I smirked faintly, too brittle to be real. “I’ll tell you later.”

It was the best I could give her in a hallway with ears everywhere.

By the time we hit the locker room, it was the usual chaos—gear slamming into lockers, somebody blasting tinny music through a speaker, half the guys shouting over each other as if it were their job. I dropped onto the bench, tugged at the laces of my skates, head still buzzing from Logan’s warning earlier in the hall.

Theo slid onto the bench beside me, hoodie half-zipped, calm in a way that felt calculated. But his jaw was too tight, his eyes fixed on the tape as though it owed him something—more guarded than usual, as if he carried a weight he wasn’t ready to share.

“Met with Tori,” he muttered. “Nothing solid. But she’s jumpy. Like she knows something and doesn’t want to be the one to say it.”
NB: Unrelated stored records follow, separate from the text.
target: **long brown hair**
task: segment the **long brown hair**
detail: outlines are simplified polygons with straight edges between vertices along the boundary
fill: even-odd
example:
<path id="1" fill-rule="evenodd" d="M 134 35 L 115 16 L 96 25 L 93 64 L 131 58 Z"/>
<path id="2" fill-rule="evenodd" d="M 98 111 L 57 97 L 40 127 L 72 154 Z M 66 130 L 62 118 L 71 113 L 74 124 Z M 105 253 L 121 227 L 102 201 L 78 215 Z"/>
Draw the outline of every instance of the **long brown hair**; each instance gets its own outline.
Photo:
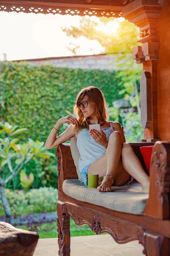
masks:
<path id="1" fill-rule="evenodd" d="M 90 85 L 82 89 L 77 94 L 76 102 L 74 108 L 79 125 L 75 128 L 77 131 L 88 128 L 90 117 L 85 117 L 82 111 L 76 106 L 77 102 L 81 102 L 85 96 L 93 102 L 96 106 L 96 116 L 98 120 L 106 121 L 108 117 L 108 107 L 105 97 L 101 91 L 97 87 Z"/>

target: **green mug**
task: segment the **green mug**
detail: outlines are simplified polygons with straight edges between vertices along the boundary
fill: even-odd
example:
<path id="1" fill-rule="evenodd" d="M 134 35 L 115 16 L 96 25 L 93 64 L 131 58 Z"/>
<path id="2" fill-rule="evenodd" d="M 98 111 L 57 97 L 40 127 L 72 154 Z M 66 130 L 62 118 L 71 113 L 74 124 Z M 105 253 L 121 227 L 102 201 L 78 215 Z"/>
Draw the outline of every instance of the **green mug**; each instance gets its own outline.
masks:
<path id="1" fill-rule="evenodd" d="M 99 179 L 103 177 L 99 177 L 98 173 L 88 173 L 88 188 L 96 189 L 99 186 Z"/>

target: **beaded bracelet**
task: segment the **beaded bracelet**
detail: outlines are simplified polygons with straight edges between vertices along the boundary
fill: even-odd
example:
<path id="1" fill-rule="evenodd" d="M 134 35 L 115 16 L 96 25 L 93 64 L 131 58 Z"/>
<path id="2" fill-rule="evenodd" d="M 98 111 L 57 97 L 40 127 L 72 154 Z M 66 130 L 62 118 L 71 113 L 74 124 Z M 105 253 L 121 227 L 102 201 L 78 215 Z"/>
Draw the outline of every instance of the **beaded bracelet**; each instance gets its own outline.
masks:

I kept my eyes on my skates. “Define jumpy.”

“She flinched when I brought up Elise and changed the subject fast.” He leaned closer. “I’ll give you the rest after practice.”

Across the room, Chase cursed about someone stealing his tape, a couple of guys laughing too loud, the smell of sweat and ice thick in the air. The noise enveloped us. But the weight of Theo’s words stuck, circling tighter than any drill Coach was about to throw at us.

Practice dragged. Coach was in one of his moods, riding every play, barking about precision as if we weren’t already grinding ourselves into the ice. My legs burned. My head was worse. Theo’s message. Elise’s silence. My father’s clipped dismissal about the boardwalk property, treating it as a case study, and I was supposed to learn the right lesson.

I didn’t need a shower after—I needed answers. But I hit the shower anyway. Habit.

I shot Mila a message once I was outside, hair still damp, bag in the backseat.

Me:You home? Okay if I stop by?

Mila:Mom’s out. So yeah.

By the time I pulled into her neighborhood, the sun was gone. Streetlights buzzed faint over cracked sidewalks and patchy lawns. Houses sat too close together, porches sagging, paint flaking, the opposite of the manicured bubble where I lived.

Her place was near the corner—a rental you could spot a mile away. Faded shutters, screen door hanging a little crooked, driveway gravel instead of paved. The porch light flickeredyellow across the warped steps where she stood waiting, hoodie pulled tight like she could disappear inside it.

She waited for me on the porch, arms crossed. The light cast her in a soft cone that made her look both fierce and small.

I killed the engine and climbed out, gravel crunching under my shoes. She stood on the porch, arms folded into her hoodie. Her eyes flicked to my hair.

“You’re wet.”

“Didn’t want to stink up your house.”